St Patrick’s Day Baileys Irish Cream chocolate mousse pie (egg-free)

March 17 2015
by emma

Choc mousse l a splash of vanillaThis luscious, fluffy, super easy chocolate mousse pie with a sinful hint of Baileys (and a truckload of thick cream!) is just the thing for today.  I used the original Baileys however if you can get your hands on some Baileys Chocolat Luxe, that would be brilliant!

Happy St Paddy’s Day all 🙂

Choc mousse l a splash of vanilla
Choc mousse l a splash of vanilla
Choc mousse l a splash of vanilla

Recipe for St Patrick’s Day Baileys Irish Cream chocolate mousse pie:

100g butternut snap biscuits (or plain sweet biscuits of your choice)
40g unsalted butter, melted
160g sweetened dark, milk or a combination of chocolate of your choice, broken up into squares
1/3 cup full cream milk
1 tspn vanilla concentrated extract
2 x 15ml tblspns Bailey’s Irish Cream (shake bottle first)
300ml carton whipping cream, straight from the fridge
Chocolate shavings for sprinkling

Find 3 medium or 4 small sized ramekins/dessert glasses.  Grease the bases and a bit up the sides with butter.

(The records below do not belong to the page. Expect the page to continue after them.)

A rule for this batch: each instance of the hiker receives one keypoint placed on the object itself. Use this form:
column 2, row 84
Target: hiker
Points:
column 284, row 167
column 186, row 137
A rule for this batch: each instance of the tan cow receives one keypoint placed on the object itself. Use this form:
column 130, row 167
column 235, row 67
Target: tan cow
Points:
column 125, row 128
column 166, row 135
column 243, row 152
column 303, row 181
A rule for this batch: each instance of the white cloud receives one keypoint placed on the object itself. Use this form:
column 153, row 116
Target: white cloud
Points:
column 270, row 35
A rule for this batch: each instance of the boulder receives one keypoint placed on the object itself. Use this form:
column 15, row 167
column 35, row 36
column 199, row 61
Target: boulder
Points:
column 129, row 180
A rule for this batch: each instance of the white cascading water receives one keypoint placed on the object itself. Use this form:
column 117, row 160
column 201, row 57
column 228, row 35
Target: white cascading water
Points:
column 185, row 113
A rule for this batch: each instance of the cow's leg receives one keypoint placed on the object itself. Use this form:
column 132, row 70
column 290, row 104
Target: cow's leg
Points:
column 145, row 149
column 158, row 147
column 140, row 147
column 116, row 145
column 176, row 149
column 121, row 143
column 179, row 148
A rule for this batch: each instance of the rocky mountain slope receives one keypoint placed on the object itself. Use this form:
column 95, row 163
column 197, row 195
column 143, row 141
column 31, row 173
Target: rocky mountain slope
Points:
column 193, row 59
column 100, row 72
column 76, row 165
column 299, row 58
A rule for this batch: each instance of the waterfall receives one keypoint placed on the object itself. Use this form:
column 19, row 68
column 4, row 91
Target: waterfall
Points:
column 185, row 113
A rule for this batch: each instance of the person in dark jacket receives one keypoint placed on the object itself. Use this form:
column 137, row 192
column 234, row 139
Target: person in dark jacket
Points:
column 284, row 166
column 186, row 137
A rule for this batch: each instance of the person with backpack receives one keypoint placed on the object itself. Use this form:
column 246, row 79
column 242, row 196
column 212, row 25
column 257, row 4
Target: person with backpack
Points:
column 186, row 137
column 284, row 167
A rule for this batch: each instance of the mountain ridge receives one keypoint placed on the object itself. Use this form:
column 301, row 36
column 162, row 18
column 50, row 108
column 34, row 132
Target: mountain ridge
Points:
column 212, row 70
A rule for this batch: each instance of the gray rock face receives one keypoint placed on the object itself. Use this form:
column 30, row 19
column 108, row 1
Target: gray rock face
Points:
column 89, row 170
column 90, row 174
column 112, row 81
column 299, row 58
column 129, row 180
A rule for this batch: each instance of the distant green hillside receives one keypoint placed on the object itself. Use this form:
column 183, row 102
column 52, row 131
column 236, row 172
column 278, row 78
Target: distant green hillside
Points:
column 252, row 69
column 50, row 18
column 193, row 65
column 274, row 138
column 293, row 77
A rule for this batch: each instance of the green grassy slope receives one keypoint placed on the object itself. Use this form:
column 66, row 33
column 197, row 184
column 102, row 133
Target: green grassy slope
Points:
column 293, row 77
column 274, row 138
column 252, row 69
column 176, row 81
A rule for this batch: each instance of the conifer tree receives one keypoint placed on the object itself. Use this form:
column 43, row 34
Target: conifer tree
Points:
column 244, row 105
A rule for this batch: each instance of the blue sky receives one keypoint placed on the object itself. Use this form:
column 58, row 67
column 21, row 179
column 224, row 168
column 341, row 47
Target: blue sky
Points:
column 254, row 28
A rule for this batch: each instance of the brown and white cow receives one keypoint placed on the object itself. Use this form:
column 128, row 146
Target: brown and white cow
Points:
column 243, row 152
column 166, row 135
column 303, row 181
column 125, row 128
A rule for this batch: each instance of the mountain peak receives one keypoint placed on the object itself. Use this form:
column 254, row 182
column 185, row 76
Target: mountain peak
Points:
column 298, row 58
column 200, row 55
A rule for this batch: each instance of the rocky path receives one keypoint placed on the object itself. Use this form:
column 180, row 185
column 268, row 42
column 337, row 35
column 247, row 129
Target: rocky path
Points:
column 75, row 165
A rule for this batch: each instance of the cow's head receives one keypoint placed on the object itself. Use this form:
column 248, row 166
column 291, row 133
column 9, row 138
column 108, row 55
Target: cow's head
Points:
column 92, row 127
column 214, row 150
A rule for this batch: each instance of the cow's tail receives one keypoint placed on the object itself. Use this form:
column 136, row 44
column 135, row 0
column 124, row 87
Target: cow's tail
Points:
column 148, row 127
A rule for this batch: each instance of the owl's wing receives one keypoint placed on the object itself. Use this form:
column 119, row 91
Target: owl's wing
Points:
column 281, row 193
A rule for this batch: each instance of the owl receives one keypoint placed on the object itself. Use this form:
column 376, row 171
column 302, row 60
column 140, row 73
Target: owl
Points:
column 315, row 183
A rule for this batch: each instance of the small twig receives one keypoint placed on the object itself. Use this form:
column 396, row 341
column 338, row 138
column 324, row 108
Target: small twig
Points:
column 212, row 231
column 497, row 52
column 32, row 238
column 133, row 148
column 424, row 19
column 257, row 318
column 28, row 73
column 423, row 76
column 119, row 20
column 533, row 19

Grind biscuits in food processor until fine in texture (or place biscuits into 2 freezer bags and use a rolling pin to alternately roll/bash until ground down).  Add to bowl with melted butter and mix until it resembles damp sand.  Evenly pile into the glasses and use the end of a rolling pin to press crumb mixture into the base of the ramekins and up the sides a bit.  Chill in the fridge while making the filling.

Melt chocolate in a heat-proof bowl over a small saucepan of gently simmering water, on low heat; stir until melted.  Remove pan from the heat.

Heat milk in a microwave proof mug or vessel in the microwave until just at boiling point.  Pour into the chocolate with the vanilla and Baileys cream and whisk briskly until combined and smooth.  Set aside to cool.

Meanwhile, whip chilled cream until fairly stiff using a hand whisk (or electric beater if you prefer).  Whisk 3/4 of the cream into cooled chocolate mixture quite briskly for a couple of minutes until thickened and smooth.  Pour evenly into ramekins on top of the crumb base and spoon remainder of the whipped cream over the top of the mousse.

Chill covered for an hour or two, or until set.  Serve with chocolate sprinkles on top.